# Does your area have an issue with theft?



## BrownSheep (May 22, 2012)

My area does! The local feedstore manager had twin lamb stolen last year. 4 piglets, a feeder, and some feed this year. I know the local dairy lose calves pretty often. The dairy operations in my area are pretty large, a couple 1000 cows per farm.  Not to mention most outfits have more then one dairy! Personally, I've never lost anything or anybody, but well be moving the lambs closer to the house till they get bigger.


----------



## elevan (May 22, 2012)

No issues with theft around here.  We're more likely to have animals show up announced.


----------



## Pearce Pastures (May 23, 2012)

No theft but I have had two friends wake up to extra goats dropped off in their pastures.


----------



## BrownSheep (May 23, 2012)

I want  to go live in your guys' reverse stealing places.


----------



## Pearce Pastures (May 23, 2012)

Indiana is awesome, I gotta say.  But the animals that were dumped were so not awesome.  One of the friends kept them, but she had to do some serious reconditioning and deworming, but they were at least friendly animals.  The other person had the animal shelter come catch it and take it-not friendly and sickly looking.

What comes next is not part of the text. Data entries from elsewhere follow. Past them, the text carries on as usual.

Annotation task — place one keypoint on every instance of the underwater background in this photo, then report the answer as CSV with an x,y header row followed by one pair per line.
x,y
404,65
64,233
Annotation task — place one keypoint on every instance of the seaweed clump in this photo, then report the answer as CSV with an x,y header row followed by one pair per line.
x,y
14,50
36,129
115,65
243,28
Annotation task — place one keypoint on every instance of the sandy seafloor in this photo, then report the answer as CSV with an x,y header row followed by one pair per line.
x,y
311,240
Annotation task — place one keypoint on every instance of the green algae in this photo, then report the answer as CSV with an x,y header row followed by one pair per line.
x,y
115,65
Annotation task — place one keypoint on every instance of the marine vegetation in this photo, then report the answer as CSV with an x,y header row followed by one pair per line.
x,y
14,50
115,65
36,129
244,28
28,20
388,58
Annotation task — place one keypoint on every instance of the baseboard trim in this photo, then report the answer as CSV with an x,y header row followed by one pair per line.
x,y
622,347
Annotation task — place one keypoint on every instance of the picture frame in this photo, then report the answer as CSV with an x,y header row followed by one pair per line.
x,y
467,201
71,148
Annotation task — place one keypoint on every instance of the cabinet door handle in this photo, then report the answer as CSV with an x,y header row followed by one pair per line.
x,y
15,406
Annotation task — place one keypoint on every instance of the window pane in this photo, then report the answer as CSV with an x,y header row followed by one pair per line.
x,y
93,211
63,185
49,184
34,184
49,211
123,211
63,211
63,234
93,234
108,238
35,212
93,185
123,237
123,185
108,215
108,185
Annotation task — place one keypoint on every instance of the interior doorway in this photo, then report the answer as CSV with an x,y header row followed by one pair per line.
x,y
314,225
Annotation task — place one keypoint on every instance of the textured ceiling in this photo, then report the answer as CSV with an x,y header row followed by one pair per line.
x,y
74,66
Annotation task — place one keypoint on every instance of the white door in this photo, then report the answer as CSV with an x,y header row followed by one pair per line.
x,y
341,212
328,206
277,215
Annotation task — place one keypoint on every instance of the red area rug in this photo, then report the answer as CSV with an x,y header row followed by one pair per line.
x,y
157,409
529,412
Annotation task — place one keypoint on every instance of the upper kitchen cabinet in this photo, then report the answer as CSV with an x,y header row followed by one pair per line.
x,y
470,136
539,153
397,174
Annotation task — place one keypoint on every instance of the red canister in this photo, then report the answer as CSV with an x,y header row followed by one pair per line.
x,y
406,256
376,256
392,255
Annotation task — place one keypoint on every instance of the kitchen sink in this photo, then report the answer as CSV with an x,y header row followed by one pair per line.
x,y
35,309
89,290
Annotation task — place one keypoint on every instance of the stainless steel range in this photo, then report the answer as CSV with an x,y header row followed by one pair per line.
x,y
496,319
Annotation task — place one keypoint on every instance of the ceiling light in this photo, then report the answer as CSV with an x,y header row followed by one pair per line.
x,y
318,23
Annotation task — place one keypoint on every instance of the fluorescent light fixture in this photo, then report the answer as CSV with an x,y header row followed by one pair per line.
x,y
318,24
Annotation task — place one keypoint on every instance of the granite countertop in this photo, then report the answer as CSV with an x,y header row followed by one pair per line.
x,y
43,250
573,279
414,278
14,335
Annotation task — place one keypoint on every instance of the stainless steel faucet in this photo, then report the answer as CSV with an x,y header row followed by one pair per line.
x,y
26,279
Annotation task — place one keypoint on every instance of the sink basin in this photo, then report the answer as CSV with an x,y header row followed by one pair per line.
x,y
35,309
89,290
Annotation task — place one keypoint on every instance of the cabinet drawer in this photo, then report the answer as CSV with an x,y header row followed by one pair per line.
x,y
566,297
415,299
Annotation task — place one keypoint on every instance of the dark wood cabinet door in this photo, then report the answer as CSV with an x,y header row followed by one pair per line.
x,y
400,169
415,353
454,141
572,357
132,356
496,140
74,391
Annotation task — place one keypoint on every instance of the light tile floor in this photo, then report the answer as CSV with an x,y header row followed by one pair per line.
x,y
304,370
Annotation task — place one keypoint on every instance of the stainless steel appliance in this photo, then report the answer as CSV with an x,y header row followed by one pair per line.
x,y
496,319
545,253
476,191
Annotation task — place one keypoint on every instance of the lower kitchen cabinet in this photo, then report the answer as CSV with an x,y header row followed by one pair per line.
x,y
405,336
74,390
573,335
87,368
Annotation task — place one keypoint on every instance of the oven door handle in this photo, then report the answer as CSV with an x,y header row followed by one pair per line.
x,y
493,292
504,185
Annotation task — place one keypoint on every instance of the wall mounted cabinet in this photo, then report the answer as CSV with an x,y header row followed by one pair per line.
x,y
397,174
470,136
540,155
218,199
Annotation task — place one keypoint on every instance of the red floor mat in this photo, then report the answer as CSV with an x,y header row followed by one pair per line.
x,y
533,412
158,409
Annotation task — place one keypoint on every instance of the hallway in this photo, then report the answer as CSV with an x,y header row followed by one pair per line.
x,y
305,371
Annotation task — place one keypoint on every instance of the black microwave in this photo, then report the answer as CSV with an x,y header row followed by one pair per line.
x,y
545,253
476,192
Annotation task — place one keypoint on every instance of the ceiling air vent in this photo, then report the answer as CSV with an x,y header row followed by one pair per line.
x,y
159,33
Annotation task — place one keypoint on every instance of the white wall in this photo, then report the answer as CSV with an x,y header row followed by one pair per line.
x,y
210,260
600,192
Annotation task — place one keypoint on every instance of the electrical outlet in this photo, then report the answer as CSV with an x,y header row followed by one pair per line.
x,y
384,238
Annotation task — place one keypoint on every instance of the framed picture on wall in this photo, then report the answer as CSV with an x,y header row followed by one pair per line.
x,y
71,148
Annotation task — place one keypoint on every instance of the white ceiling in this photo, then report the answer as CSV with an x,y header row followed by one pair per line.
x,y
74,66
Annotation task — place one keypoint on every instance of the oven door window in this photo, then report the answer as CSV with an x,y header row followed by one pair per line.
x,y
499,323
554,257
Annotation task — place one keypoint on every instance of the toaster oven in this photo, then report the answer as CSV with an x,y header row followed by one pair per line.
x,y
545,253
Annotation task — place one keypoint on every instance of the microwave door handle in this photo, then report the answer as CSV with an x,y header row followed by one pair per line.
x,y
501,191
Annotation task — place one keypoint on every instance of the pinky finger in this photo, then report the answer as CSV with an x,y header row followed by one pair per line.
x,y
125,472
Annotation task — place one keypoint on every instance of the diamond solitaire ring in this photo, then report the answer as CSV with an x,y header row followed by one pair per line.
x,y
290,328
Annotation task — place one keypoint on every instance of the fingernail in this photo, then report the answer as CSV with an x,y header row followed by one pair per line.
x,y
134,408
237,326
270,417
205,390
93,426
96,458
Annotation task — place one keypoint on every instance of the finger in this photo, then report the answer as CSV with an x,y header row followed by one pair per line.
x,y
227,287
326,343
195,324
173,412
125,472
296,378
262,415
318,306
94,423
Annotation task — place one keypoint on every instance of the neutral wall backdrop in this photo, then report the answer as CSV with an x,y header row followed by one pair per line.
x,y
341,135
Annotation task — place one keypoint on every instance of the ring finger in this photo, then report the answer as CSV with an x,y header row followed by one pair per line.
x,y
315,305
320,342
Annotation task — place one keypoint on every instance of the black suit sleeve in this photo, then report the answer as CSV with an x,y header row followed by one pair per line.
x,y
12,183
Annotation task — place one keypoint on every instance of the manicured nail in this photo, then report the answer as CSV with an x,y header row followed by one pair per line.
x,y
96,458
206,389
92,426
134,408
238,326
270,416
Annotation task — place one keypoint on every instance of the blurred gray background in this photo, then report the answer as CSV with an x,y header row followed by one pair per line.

I was worried recently about theft though due to a series of break-ins in my town (in broad daylight while people are at work).  I don't own a thing worth stealing except for my goats so I checked with my insurance company (they laughed a little) but said they do not cover animals at all (whether stolen or killed in say a fire).  I put up a deer camera in a bush by the barn to give me a little peace of mind so if someone did pull up and take something, I would at least have a video of them and their vehicle.


----------